The grace of God - Page 3
This is the man in whose honour the Cathedral Church of London, and many a parish church throughout the world, have been named ‘St Paul’. It was his zeal and his holiness which changed the spirit of the Roman Empire. The cost to himself he has told us – unnumbered perils and privations, humiliation and degradation – but over them all his fervent love for Our Lord triumphed gloriously.
But we notice that he claimed no credit for himself either for his change of heart or for his monumental achievements. He gave the credit where (as he knew better than anyone else ever could) it was due – to the grace of God, to the working within him of God the Holy Spirit.

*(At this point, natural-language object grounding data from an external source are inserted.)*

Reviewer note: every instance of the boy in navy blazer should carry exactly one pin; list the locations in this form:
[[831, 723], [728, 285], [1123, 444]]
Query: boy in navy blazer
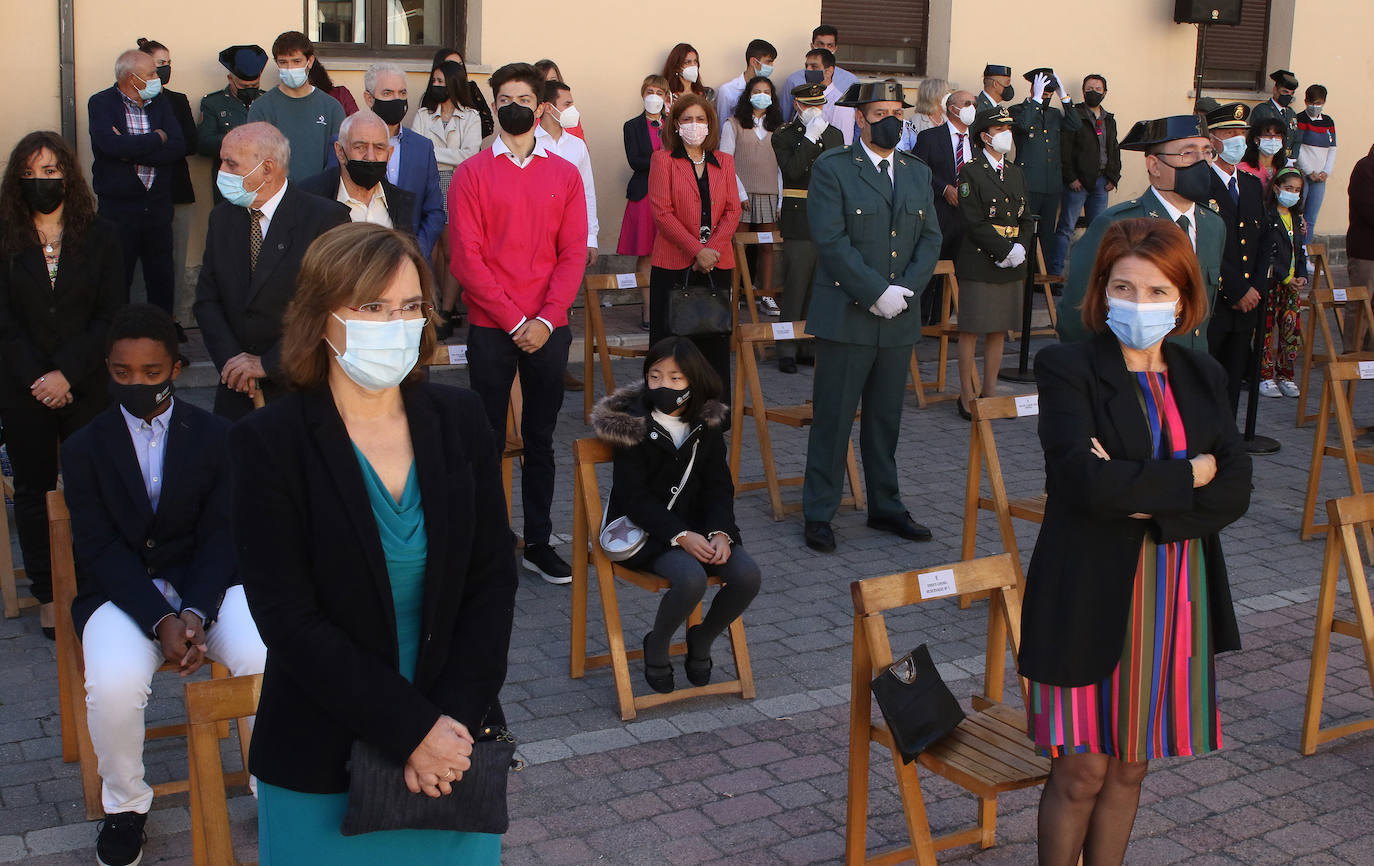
[[147, 484]]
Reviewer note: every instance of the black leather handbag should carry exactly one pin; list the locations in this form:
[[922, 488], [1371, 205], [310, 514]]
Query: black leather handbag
[[700, 311], [917, 704]]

It was childishly simple to him that the source of all goodness is in God alone, not in human beings. What goodness he himself had, he knew he drew from God, as a plant draws moisture from the ground and as we sing in the hymn:
“And every virtue we possess,
and every conquest won,
and every thought of holiness,
are his alone”. (1)
For St Paul this was not a theory to be discussed, it was an undeniable fact he had experienced. His own life had taught him the truth that to be independent of God is automatically to be independent of goodness. And though God’s generosity gives us more than we desire or deserve, nevertheless there must be a limit to that unless we make it our business to be in a condition to receive what he is ever ready to bestow.